These traditional Greek Christmas cookies are one of my favorites. Plain, but delicious, they are great with a cup of tea or coffee. Forming each cookie is the longest part of the process, however, they are one of the simplest cookies to make. If you have any leftover after the holidays, don’t hesitate to freeze them. They taste just as good when thawed.
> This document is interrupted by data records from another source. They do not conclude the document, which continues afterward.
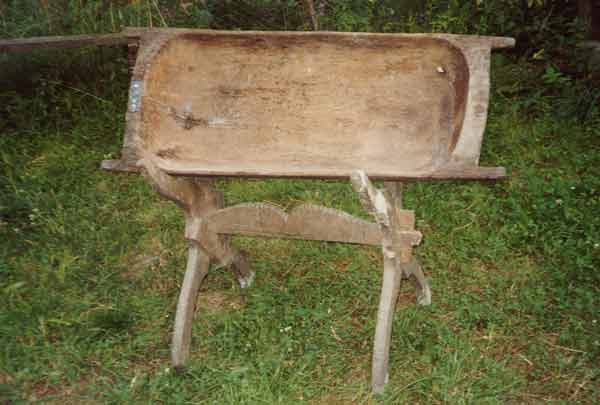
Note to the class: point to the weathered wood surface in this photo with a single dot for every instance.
(398, 239)
(306, 221)
(21, 45)
(313, 105)
(197, 268)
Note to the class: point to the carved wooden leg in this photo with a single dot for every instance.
(197, 198)
(197, 268)
(383, 332)
(397, 228)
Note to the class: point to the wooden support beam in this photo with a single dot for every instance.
(70, 41)
(306, 221)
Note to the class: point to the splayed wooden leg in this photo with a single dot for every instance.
(197, 268)
(383, 331)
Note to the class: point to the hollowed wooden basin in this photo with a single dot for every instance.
(281, 104)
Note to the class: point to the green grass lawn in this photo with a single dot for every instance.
(91, 264)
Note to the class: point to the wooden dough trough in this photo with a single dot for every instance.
(320, 105)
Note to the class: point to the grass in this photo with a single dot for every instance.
(91, 264)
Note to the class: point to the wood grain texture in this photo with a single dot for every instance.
(197, 268)
(312, 105)
(306, 221)
(21, 45)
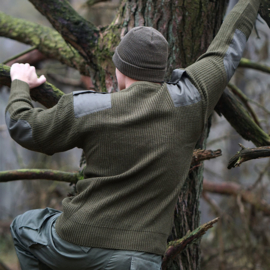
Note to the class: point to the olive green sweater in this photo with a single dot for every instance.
(138, 143)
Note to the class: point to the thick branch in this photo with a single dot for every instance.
(265, 11)
(75, 30)
(236, 190)
(46, 94)
(28, 174)
(246, 63)
(246, 154)
(237, 116)
(45, 39)
(176, 247)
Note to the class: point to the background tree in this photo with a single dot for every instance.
(189, 28)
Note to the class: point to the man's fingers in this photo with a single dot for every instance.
(41, 79)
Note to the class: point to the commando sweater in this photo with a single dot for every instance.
(138, 143)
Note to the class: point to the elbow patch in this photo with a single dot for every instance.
(87, 102)
(234, 53)
(20, 131)
(181, 90)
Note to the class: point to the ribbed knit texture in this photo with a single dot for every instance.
(142, 54)
(138, 152)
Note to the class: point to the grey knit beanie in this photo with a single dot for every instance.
(142, 54)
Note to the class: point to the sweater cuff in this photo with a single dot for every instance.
(18, 86)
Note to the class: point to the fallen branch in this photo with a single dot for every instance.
(234, 189)
(246, 154)
(174, 248)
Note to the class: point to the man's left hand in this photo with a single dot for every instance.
(26, 73)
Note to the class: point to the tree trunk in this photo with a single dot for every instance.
(189, 27)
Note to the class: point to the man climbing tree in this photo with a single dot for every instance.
(122, 214)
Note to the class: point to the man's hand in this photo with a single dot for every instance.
(26, 73)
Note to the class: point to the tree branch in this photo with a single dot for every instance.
(265, 11)
(246, 154)
(234, 189)
(246, 63)
(45, 39)
(75, 30)
(201, 155)
(46, 94)
(176, 247)
(6, 176)
(30, 174)
(237, 116)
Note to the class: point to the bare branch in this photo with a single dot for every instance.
(46, 94)
(234, 189)
(30, 174)
(45, 39)
(265, 11)
(176, 247)
(246, 154)
(237, 116)
(201, 155)
(246, 63)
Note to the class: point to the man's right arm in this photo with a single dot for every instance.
(214, 69)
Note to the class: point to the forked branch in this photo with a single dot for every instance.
(246, 154)
(174, 248)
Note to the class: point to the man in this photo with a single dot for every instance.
(138, 145)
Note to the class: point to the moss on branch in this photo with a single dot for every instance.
(46, 40)
(74, 29)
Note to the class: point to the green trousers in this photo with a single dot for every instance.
(39, 247)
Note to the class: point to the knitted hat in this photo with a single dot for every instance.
(142, 54)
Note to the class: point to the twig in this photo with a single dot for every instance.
(20, 54)
(246, 154)
(246, 63)
(200, 155)
(174, 248)
(234, 189)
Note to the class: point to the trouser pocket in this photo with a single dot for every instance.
(31, 227)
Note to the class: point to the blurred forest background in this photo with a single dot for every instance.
(240, 240)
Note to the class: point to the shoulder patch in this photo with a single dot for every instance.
(181, 90)
(87, 102)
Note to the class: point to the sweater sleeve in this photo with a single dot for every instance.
(47, 131)
(214, 69)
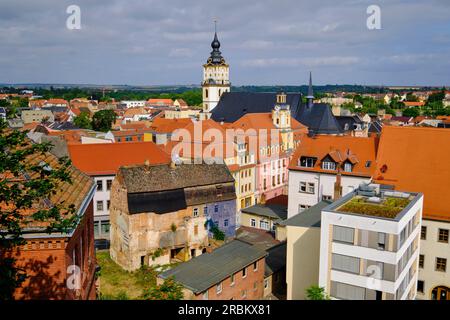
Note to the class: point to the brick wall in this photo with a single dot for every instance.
(46, 260)
(241, 284)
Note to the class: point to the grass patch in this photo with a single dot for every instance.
(389, 208)
(118, 284)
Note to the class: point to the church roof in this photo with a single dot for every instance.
(233, 105)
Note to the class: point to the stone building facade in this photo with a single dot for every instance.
(157, 212)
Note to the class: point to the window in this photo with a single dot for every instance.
(100, 205)
(443, 235)
(264, 225)
(328, 165)
(345, 263)
(96, 228)
(307, 162)
(105, 227)
(381, 240)
(343, 234)
(302, 207)
(421, 261)
(302, 186)
(420, 286)
(348, 167)
(441, 264)
(423, 233)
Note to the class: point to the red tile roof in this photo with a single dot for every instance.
(357, 150)
(415, 159)
(106, 158)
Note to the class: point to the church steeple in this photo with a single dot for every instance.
(310, 96)
(215, 76)
(216, 55)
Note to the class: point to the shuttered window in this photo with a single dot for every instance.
(343, 234)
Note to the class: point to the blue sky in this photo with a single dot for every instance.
(276, 42)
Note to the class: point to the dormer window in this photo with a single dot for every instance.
(307, 162)
(348, 167)
(328, 165)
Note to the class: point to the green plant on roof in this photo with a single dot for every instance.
(316, 293)
(389, 208)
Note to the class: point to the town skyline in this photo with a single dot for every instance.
(159, 44)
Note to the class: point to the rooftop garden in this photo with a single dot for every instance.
(389, 207)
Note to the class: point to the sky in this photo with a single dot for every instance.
(265, 42)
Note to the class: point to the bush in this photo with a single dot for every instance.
(168, 290)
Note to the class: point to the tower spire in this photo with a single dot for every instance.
(310, 96)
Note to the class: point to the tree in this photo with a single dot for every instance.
(316, 293)
(23, 186)
(103, 120)
(82, 121)
(168, 290)
(411, 112)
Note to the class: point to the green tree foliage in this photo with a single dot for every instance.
(83, 121)
(103, 120)
(168, 290)
(411, 112)
(316, 293)
(19, 193)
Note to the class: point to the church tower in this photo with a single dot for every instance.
(215, 77)
(310, 96)
(281, 117)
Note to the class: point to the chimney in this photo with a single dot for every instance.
(337, 187)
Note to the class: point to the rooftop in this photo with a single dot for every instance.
(106, 158)
(408, 161)
(308, 218)
(273, 211)
(373, 200)
(209, 269)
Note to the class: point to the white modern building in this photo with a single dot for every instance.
(369, 245)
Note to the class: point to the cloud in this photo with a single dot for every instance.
(264, 41)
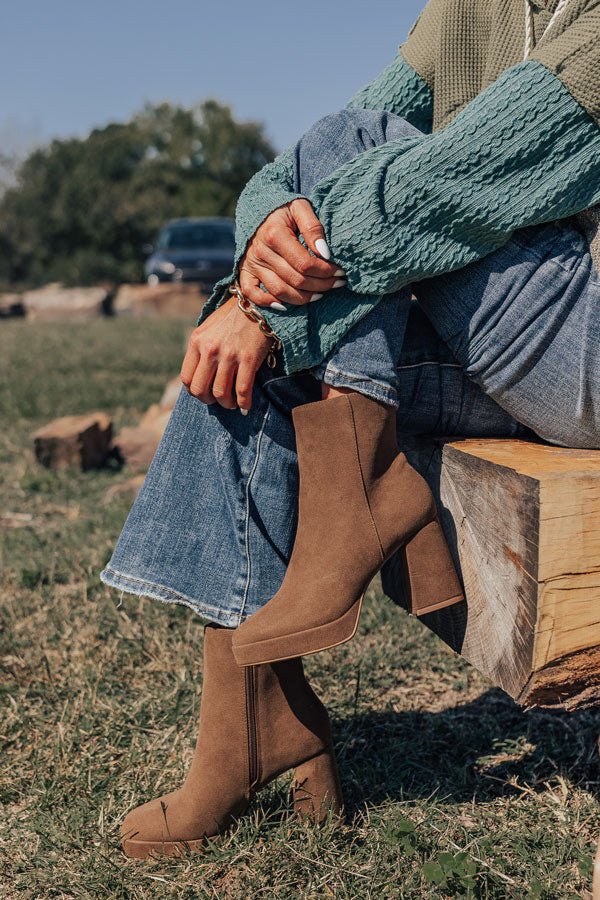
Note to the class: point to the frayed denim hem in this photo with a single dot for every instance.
(329, 374)
(141, 588)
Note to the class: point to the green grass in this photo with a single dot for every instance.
(452, 790)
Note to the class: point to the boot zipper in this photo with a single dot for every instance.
(253, 763)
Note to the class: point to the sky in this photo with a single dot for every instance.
(68, 66)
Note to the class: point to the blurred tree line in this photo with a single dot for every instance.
(81, 210)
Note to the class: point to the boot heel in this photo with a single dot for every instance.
(317, 787)
(430, 577)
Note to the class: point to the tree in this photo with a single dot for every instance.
(81, 210)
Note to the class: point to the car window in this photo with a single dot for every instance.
(197, 237)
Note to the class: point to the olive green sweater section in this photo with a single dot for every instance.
(513, 144)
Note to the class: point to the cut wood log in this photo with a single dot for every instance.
(168, 299)
(83, 441)
(523, 522)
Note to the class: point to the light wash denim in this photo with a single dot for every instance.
(507, 346)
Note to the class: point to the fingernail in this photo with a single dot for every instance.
(322, 248)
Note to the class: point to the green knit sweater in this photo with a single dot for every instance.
(507, 143)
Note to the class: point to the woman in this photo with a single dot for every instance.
(453, 177)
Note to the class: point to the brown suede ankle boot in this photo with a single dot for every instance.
(360, 501)
(255, 723)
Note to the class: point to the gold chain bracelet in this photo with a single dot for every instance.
(252, 313)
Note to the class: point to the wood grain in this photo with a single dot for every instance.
(523, 522)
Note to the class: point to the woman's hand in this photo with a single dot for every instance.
(276, 258)
(226, 348)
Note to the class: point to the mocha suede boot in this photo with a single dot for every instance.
(360, 501)
(255, 723)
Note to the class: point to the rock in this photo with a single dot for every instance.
(83, 441)
(137, 446)
(54, 301)
(11, 305)
(168, 299)
(130, 488)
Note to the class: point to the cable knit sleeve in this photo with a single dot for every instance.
(398, 89)
(522, 152)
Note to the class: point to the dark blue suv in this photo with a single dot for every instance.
(192, 250)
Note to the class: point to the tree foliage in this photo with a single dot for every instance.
(81, 209)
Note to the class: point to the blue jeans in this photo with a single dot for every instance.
(507, 346)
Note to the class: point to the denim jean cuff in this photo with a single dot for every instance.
(333, 376)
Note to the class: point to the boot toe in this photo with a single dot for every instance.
(148, 823)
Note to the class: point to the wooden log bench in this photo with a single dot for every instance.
(523, 522)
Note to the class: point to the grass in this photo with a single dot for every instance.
(452, 790)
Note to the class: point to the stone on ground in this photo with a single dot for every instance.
(83, 441)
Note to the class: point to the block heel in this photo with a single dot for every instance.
(317, 788)
(430, 578)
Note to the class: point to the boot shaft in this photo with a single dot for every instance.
(260, 720)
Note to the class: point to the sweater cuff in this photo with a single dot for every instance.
(266, 191)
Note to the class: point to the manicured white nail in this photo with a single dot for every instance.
(322, 248)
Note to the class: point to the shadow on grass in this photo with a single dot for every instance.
(478, 751)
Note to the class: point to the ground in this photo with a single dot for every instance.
(451, 789)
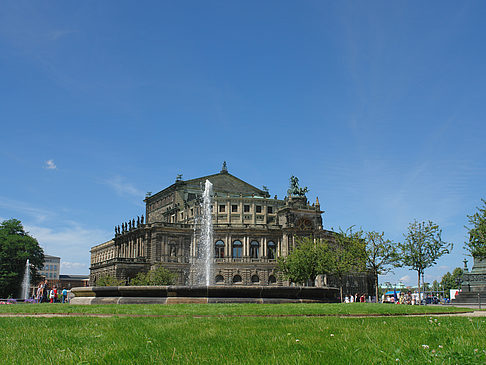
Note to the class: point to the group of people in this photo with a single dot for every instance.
(45, 293)
(355, 298)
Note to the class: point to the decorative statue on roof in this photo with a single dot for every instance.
(294, 189)
(225, 167)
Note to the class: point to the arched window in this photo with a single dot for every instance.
(172, 249)
(237, 249)
(219, 249)
(254, 248)
(271, 250)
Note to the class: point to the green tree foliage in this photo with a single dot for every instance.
(157, 276)
(108, 280)
(16, 246)
(422, 247)
(380, 255)
(348, 255)
(307, 260)
(477, 233)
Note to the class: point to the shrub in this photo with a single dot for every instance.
(157, 276)
(108, 280)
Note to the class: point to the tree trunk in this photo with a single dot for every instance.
(376, 288)
(420, 299)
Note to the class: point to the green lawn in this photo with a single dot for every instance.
(243, 340)
(229, 309)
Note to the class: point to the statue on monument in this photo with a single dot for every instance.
(294, 189)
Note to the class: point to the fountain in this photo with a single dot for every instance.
(204, 249)
(26, 282)
(203, 290)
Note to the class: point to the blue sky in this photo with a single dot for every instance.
(377, 107)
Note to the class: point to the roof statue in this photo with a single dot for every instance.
(224, 168)
(294, 189)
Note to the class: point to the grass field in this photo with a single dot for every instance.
(240, 340)
(230, 309)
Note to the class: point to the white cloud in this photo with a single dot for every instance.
(39, 215)
(71, 243)
(122, 187)
(50, 165)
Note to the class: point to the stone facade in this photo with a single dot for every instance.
(251, 230)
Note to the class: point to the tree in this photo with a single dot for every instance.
(422, 247)
(477, 233)
(451, 281)
(307, 260)
(348, 255)
(157, 276)
(380, 255)
(16, 246)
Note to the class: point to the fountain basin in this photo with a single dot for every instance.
(174, 294)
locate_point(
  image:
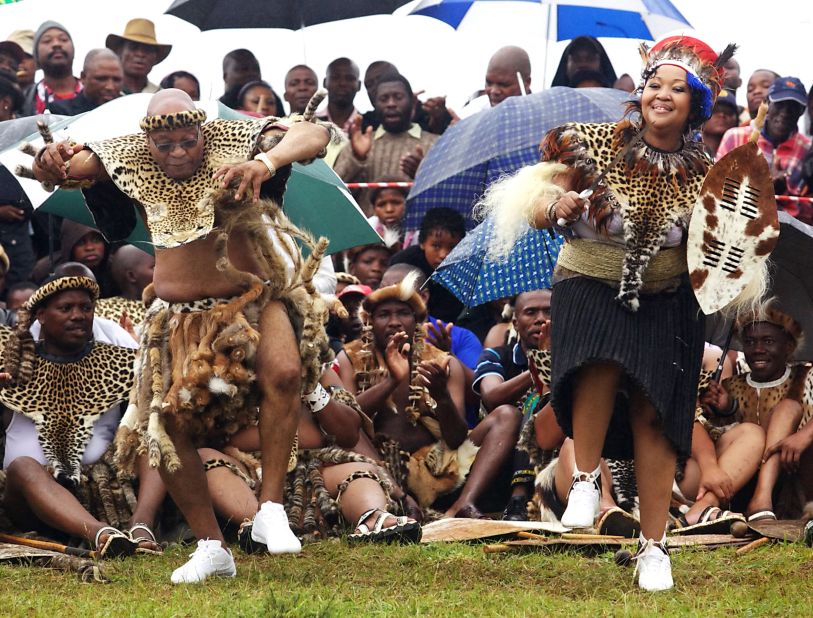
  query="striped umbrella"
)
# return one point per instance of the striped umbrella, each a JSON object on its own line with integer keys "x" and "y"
{"x": 626, "y": 19}
{"x": 473, "y": 153}
{"x": 475, "y": 278}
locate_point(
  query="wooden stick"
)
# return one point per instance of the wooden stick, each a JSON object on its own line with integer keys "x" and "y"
{"x": 592, "y": 537}
{"x": 753, "y": 545}
{"x": 524, "y": 534}
{"x": 62, "y": 549}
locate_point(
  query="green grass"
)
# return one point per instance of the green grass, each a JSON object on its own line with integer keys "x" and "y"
{"x": 329, "y": 579}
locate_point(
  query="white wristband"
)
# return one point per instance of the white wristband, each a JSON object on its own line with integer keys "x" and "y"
{"x": 317, "y": 399}
{"x": 262, "y": 157}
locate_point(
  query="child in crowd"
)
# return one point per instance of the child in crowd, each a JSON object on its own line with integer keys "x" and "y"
{"x": 389, "y": 208}
{"x": 440, "y": 231}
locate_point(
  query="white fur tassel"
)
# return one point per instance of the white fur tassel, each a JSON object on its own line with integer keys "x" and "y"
{"x": 512, "y": 202}
{"x": 751, "y": 299}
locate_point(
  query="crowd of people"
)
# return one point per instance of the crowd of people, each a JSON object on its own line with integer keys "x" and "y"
{"x": 273, "y": 399}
I remember watching my mother make these cookies and asking to help her. For years, I only got to do the “grunt work”—Juicing the oranges or cracking and beating the eggs. She didn’t trust that I would form the shapes to her standards. But I learned from watching and eventually she let me do the “fun” part. And now I carry on the tradition she set for our family and pass it down to my own children.
Pre-heat oven to 350 degrees
8 cups flour
3 tablespoons baking powder
Juice and zest from 1 large orange
1 dozen large eggs
4 cups sugar
1 pound unsalted butter, softened to room temperature
1 additional egg
In a bowl, mix together the flour and baking powder. Set aside. In a separate bowl, mix together eggs, sugar, orange juice and zest. In a large bowl, cream butter. Add the egg mixture, blending well. Mix in the flour. Form a dough that can be worked without sticking to your hands. If necessary, add more. Roll into small braid-like twists, circles, and S’s. Lightly beat an egg with 1 teaspoon of water. Brush the egg mixture onto each cookie and sprinkle sesame seeds. Bake for approx. 20 minutes. Yields approximately 120 cookies.